TRIBUNNEWS.COM, MEDAN - Duka merebak dari rumah bercat kuning di Jalan Kayu Putih, Lingkungan XI, Mabar.
Seorang perempuan tua duduk bersandar di dinding di sudut ruangan. Matanya sebak karena tangis yang nyaris tiada henti.
Beberapa saat sebelumnya dia kehilangan kesadaran. Pingsan untuk kali kesekian.
Perempuan ini bernama Murni, ibu Riyanto yang meninggal dunia diduga karena dibunuh.

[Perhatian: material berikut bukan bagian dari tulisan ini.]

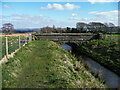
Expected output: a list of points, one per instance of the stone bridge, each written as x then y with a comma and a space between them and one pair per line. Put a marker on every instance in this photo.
66, 37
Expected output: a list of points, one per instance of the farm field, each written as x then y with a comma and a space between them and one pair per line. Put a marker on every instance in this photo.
106, 52
45, 64
114, 36
12, 44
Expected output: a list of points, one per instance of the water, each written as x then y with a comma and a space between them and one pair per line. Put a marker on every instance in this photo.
111, 79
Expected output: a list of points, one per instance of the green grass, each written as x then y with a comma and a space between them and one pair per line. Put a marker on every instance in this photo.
106, 52
12, 44
45, 64
114, 36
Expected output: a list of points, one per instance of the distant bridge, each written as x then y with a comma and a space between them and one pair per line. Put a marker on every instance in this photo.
66, 37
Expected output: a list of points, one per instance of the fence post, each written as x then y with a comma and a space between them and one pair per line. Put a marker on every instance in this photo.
111, 37
30, 38
26, 39
105, 36
6, 47
19, 42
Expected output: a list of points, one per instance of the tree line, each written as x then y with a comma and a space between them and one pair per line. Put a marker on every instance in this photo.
81, 27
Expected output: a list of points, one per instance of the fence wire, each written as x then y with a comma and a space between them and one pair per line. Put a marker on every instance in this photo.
13, 44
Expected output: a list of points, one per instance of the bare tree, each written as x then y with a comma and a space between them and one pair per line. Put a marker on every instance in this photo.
97, 26
46, 29
8, 28
81, 26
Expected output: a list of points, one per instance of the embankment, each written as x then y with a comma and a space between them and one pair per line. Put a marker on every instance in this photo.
45, 64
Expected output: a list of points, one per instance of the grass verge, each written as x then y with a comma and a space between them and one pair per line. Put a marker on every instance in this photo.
45, 64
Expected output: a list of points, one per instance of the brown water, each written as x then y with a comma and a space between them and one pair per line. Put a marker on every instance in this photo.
112, 80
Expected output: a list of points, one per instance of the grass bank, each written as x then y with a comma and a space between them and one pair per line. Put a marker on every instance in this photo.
45, 64
105, 52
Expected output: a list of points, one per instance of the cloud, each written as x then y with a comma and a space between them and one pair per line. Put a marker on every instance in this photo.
94, 1
28, 21
56, 6
6, 6
74, 14
104, 17
105, 14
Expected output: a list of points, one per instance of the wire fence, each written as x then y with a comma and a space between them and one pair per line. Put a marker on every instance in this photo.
11, 43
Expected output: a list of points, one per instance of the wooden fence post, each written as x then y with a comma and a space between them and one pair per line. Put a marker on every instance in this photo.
111, 37
105, 36
19, 42
25, 39
6, 47
30, 37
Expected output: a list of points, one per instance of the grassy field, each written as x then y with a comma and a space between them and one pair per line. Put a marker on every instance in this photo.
114, 36
45, 64
106, 52
12, 44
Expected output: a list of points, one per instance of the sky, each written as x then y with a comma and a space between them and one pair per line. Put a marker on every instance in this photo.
39, 13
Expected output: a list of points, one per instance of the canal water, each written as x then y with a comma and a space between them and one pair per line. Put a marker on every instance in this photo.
112, 80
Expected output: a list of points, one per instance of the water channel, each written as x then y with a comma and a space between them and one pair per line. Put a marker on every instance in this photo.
112, 80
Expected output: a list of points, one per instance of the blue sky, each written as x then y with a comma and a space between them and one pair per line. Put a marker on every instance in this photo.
61, 14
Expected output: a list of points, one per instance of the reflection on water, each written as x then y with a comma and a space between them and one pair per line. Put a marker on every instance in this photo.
111, 79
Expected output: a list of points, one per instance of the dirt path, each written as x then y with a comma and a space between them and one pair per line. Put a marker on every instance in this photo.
26, 34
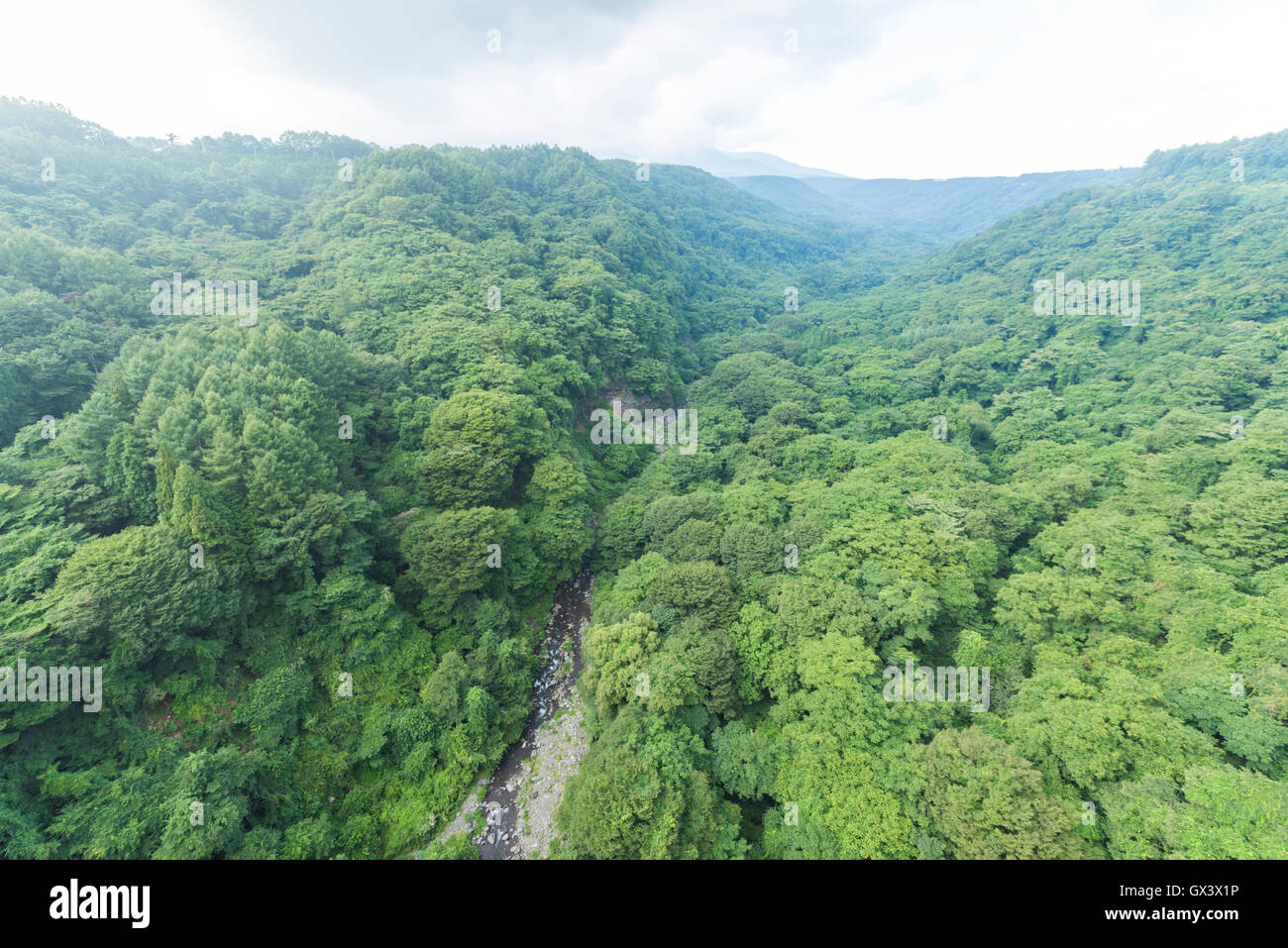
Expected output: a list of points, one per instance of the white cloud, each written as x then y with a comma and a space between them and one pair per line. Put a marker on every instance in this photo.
877, 89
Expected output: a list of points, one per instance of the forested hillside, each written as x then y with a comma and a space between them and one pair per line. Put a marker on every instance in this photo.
312, 546
943, 211
275, 532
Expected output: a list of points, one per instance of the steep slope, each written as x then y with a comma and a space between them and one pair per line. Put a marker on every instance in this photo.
1081, 524
940, 210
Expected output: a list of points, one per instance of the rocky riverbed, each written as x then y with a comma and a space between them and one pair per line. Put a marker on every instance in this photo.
520, 797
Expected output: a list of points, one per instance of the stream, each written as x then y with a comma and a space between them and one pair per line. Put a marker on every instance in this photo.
523, 793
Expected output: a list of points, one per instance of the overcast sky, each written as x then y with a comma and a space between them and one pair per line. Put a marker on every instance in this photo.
867, 88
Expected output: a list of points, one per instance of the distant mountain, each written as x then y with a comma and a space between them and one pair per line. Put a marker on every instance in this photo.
944, 210
750, 163
726, 163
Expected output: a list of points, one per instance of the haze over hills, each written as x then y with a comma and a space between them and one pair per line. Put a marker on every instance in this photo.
312, 548
944, 210
939, 210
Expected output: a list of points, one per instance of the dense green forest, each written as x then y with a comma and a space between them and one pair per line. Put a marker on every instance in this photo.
312, 550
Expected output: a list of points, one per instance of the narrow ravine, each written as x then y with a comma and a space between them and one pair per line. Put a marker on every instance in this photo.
522, 794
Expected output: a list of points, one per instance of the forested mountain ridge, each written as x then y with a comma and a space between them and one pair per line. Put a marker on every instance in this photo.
342, 514
310, 549
961, 476
940, 210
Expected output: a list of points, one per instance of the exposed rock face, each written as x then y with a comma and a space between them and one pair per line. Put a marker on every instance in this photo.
520, 798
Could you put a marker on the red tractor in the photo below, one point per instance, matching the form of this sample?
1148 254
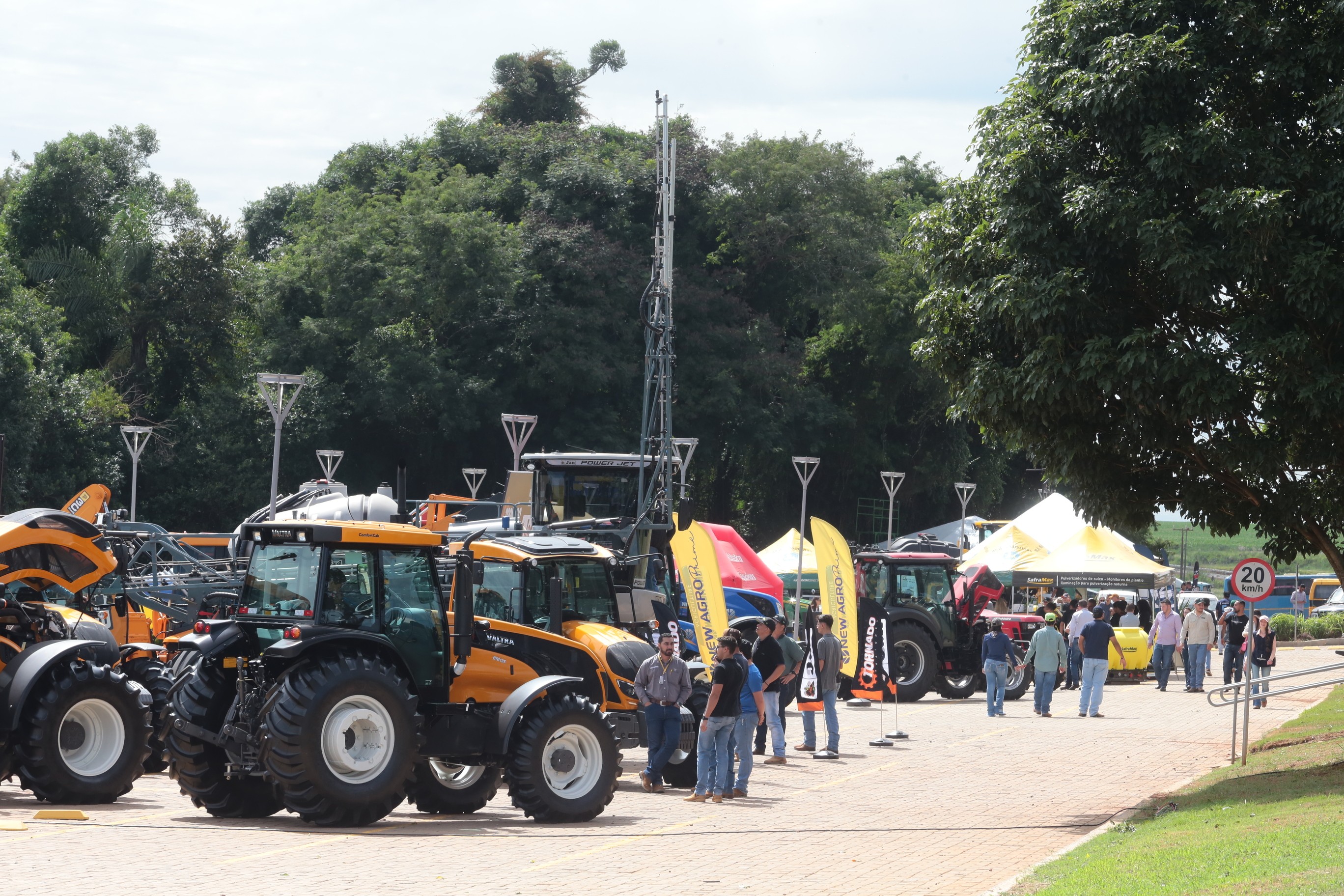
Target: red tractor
937 620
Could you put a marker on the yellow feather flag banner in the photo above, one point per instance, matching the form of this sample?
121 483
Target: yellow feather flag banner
835 573
700 566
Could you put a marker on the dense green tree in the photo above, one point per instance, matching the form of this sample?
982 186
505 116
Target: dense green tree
1142 284
542 86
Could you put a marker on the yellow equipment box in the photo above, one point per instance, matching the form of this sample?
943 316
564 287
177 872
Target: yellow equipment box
1138 653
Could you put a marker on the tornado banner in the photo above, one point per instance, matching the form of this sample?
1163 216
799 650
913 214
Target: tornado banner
835 573
874 673
694 553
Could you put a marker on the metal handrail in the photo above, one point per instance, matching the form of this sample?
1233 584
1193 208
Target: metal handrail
1237 687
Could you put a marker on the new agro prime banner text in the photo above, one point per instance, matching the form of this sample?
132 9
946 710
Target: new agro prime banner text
835 573
700 566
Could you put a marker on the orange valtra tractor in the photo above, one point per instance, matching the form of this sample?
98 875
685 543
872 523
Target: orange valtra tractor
74 726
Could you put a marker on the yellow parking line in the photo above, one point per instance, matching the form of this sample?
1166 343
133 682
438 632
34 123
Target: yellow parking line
623 841
84 827
319 841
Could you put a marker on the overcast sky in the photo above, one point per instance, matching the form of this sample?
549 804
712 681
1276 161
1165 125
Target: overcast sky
251 94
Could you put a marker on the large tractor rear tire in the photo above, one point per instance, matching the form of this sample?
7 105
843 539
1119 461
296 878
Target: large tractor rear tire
956 688
340 736
445 789
198 766
84 735
565 761
155 679
916 661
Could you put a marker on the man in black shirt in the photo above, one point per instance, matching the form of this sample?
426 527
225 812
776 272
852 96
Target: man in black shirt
721 715
768 657
1234 636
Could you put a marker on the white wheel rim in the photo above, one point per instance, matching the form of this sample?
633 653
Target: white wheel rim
92 738
358 739
908 652
572 762
456 777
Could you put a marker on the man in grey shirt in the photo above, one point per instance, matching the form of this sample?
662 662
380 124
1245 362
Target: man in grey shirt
827 655
662 684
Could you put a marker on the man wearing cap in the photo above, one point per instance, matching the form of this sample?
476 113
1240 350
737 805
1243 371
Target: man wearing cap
1166 635
1049 653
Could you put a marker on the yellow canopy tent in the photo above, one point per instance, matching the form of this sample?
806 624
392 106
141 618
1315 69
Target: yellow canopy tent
1007 550
781 559
1092 558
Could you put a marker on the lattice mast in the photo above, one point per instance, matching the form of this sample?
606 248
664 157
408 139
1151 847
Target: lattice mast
659 335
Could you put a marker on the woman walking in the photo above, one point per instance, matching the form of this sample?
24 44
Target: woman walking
1264 652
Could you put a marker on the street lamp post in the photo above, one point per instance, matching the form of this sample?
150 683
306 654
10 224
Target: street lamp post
806 468
964 492
136 440
474 476
892 481
519 430
273 390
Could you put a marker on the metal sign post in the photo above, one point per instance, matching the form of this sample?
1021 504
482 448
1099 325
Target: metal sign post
474 476
280 409
136 440
806 468
519 430
330 460
892 481
964 492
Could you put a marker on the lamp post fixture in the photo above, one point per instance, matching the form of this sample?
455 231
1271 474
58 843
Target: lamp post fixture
518 427
964 492
474 476
273 390
686 461
136 440
892 481
330 460
806 468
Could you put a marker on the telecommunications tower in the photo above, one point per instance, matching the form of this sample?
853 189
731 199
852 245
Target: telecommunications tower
656 480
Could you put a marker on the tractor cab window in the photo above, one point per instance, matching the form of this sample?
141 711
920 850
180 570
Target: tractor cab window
587 594
348 590
413 616
499 595
890 585
281 581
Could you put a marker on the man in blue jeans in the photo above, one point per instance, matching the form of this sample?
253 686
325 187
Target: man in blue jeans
996 660
662 686
1096 639
721 716
827 655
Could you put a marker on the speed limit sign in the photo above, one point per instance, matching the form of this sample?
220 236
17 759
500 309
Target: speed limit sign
1253 579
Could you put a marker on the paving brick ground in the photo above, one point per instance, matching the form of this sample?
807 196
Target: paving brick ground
961 807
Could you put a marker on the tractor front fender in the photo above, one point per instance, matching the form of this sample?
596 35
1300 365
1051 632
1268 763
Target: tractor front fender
23 673
522 696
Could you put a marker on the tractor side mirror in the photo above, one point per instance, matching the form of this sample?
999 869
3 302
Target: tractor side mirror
553 588
464 609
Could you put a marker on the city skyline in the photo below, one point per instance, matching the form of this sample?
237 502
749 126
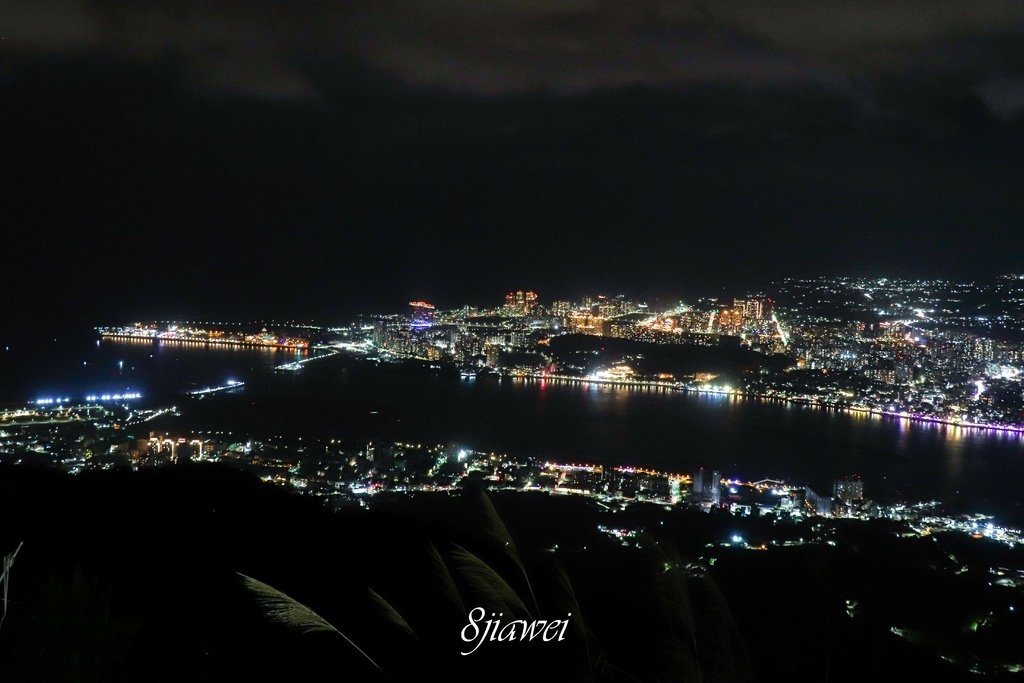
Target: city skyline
292 166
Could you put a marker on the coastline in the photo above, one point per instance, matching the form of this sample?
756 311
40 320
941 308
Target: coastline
750 395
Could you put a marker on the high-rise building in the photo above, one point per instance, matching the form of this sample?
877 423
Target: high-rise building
421 313
520 302
848 491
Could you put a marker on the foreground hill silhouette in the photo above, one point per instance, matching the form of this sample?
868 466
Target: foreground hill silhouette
135 575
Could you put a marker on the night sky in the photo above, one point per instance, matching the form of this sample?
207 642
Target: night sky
207 159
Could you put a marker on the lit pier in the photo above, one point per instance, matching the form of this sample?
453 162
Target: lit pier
227 386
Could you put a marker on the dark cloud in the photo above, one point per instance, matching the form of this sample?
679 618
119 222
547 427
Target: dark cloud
185 156
271 49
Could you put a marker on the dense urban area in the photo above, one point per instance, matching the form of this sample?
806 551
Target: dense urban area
906 350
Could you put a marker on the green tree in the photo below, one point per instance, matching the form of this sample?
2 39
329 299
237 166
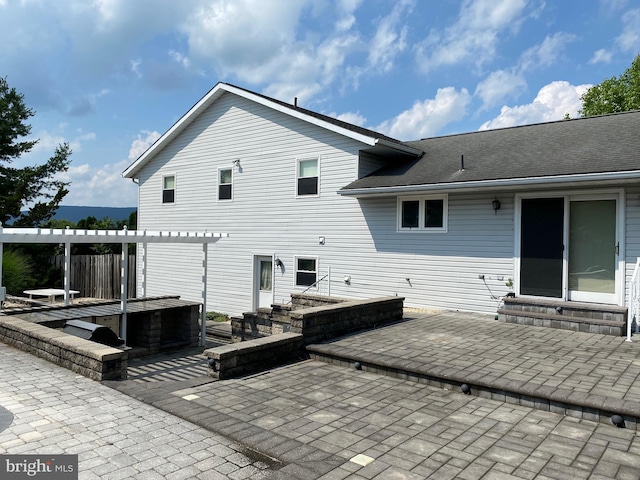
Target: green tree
616 94
33 188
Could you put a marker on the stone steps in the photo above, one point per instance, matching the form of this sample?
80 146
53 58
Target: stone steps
575 316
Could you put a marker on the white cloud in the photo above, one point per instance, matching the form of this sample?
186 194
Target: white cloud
426 118
601 56
499 85
242 35
346 18
350 117
552 103
141 144
546 53
629 39
390 37
100 186
474 36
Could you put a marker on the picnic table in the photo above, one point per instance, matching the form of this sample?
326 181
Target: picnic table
51 293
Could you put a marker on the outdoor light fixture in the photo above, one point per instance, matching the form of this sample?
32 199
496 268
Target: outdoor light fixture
212 364
618 421
496 205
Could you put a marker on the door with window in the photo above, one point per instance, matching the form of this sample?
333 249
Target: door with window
263 281
570 247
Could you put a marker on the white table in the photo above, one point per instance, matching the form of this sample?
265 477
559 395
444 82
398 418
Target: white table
51 293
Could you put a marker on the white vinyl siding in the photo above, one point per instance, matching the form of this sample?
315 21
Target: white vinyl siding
225 184
306 271
423 213
168 189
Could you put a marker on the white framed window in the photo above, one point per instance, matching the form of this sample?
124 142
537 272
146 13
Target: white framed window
306 271
168 189
225 184
423 213
308 177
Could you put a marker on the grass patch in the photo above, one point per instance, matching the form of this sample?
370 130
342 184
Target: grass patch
217 317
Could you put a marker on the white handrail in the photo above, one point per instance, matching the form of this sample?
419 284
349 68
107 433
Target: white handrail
633 312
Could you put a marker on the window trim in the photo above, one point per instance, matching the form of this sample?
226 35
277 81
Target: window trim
422 199
163 190
220 169
317 177
296 271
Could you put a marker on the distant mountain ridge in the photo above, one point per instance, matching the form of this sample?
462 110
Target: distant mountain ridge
75 213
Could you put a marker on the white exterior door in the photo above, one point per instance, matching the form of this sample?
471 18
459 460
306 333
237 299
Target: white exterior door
593 249
263 281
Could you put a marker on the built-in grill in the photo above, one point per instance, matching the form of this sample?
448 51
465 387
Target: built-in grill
93 331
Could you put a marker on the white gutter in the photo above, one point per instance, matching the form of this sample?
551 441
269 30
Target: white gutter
498 183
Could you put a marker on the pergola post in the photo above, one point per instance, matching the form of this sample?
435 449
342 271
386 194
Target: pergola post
124 289
203 312
2 288
144 270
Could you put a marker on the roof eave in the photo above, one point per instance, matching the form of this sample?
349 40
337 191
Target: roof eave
221 88
557 180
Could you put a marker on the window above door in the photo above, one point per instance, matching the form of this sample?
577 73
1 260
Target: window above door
423 213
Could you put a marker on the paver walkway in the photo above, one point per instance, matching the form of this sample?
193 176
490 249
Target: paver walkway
46 409
323 421
330 422
587 370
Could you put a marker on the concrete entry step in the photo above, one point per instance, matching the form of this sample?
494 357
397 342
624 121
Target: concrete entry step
575 316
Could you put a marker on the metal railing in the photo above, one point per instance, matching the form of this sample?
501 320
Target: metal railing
633 315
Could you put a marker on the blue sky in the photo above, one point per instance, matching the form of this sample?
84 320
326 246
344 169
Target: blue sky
110 76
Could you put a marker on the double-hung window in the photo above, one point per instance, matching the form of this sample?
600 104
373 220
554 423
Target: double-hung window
306 271
225 184
168 189
424 213
308 177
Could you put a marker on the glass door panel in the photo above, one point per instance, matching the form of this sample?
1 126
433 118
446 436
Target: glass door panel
263 281
541 247
592 250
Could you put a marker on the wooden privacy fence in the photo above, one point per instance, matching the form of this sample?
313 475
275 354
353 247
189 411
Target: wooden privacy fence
98 276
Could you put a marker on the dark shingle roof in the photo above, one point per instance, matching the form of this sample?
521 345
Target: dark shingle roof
334 121
608 143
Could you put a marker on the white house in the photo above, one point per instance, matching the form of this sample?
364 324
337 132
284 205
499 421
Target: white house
313 203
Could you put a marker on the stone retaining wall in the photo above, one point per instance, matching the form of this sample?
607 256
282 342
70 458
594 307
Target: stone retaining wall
317 317
275 335
90 359
256 355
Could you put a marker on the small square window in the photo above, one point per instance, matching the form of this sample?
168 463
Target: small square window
306 271
169 189
423 213
434 213
308 177
411 214
225 184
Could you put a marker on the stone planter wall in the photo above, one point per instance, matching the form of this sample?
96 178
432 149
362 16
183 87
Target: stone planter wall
272 336
236 359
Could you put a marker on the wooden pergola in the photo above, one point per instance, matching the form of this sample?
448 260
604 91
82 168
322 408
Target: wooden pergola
69 236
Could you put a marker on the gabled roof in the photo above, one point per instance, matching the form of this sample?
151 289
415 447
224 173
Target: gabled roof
603 147
366 136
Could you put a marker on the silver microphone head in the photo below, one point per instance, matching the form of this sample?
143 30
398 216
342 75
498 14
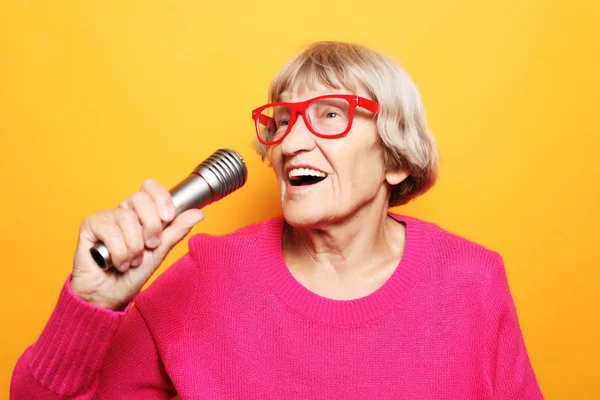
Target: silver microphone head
222 173
225 171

Minggu (9/4/2017) pagi itu Murni bukan cuma kehilangan Riyanto. Dia juga tak akan melihat lagi menantu, besan, dan dua cucunya.
Seorang cucu yang lain, Kinara, empat tahun, tengah menjalani perawatan di RS Bhayangkara Polda Sumut.
Kinara selamat dari pembantaian meski mengalami luka-luka serius, terutama di bagian mata sebelah kiri.
Begitu hebat pukulan yang diterima Murni. Wajahnya pias memutih. Beberapa kali dia menceracau sehingga harus disabar-sabarkan oleh para kerabat dan tetangga.
Murni masih belum percaya musibah ini menimpa keluarganya.
"Astaghfirullah, ya, Allah. Anakku orang baik-baik. Ya, Allah, hanya anakku yang tahu apa yang terjadi. Kayak manalah sakitnya itu," katanya, lalu menangis sesenggukan.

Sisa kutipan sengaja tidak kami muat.